Emma Buckingham was born Ingeborg Botne in Vinge, Norway, in 1856. She came to America in 1873, settling in Minnesota. Nine years later, as Emma Botne, she moved to the Black Hills and married Emmond Knutson, also a native of Norway. The couple started a successful freighting business before they parted ways in 1888.

Emma married another bull train operator, George Buckingham, in 1889. They retired from the freight business after rail lines finally reached the Black Hills, and she and George took up ranching near Tilford a few miles north of Rapid City.

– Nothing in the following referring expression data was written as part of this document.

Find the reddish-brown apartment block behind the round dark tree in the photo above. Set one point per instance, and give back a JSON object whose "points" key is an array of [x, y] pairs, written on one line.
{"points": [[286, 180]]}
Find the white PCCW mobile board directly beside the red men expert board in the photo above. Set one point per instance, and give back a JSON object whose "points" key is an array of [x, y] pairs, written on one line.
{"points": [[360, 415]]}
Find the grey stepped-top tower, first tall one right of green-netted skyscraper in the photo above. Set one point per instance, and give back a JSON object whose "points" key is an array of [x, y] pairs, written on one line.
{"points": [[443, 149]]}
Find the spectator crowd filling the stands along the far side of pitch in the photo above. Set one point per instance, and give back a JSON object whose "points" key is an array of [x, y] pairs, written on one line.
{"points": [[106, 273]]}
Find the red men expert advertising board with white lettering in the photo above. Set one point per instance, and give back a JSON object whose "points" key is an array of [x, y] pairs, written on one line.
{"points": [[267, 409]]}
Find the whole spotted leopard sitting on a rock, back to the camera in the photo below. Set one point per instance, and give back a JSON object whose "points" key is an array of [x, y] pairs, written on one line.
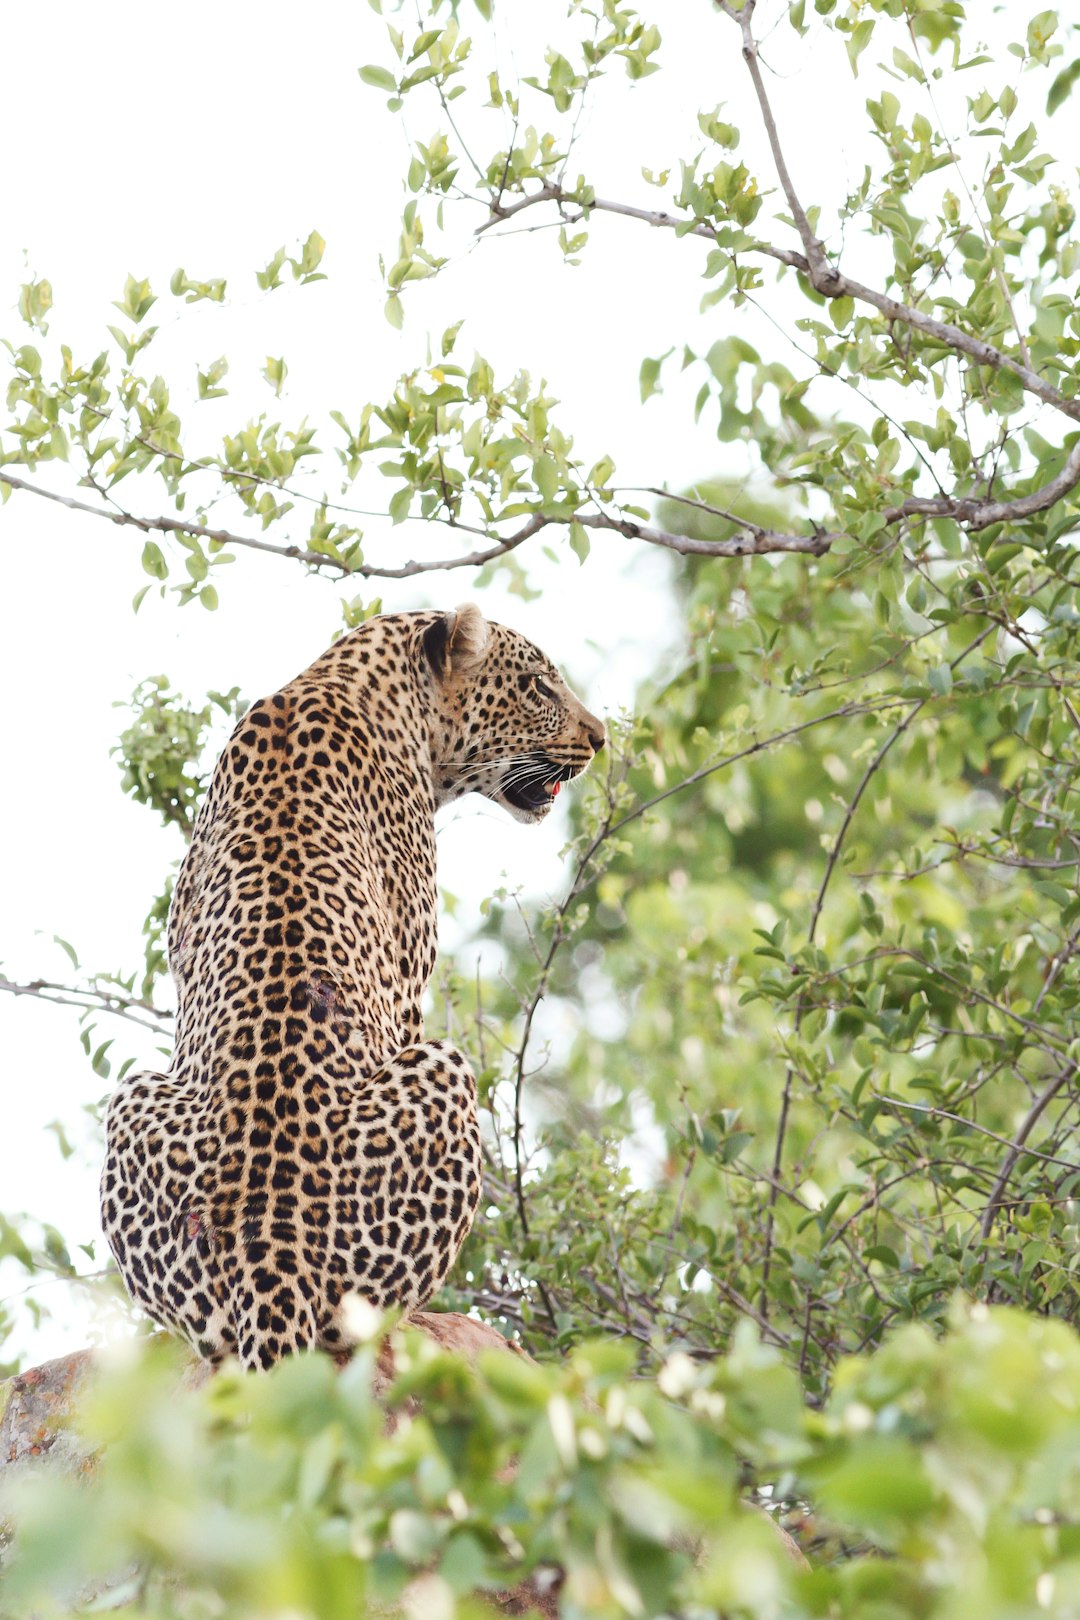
{"points": [[308, 1146]]}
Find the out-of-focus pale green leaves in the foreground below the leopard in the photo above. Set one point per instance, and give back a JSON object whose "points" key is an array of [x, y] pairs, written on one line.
{"points": [[943, 1473]]}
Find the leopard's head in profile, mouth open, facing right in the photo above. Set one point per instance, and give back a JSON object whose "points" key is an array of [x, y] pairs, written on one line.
{"points": [[504, 722]]}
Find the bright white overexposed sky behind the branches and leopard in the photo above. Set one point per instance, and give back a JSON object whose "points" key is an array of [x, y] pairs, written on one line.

The Rapid City Journal’s front-page obituary on Sept. 4, 1902, told of her death from cancer at age 46. “Thus passes away one of the characteristic pioneers of the Hills. In the days of freighting to the Hills she evinced her sturdy independence by driving her own outfit across the plains, and wherever she went she won the respect of all who met her.

“She it was who safely landed The Journal’s cylinder press at its destination on Main Street in 1885. When the days of freighting ceased she took up ranching, showing the same independence and good judgment she had previously shown …

“But withal she was a womanly woman and her pleasant word and cheery smile will be missed by her friends, of whom she had many, and her passing away will be deeply regretted.”

Emma Knutson Buckingham, Dakota’s famous bullwhackeress, is buried in Rapid City’s Mountain View Cemetery.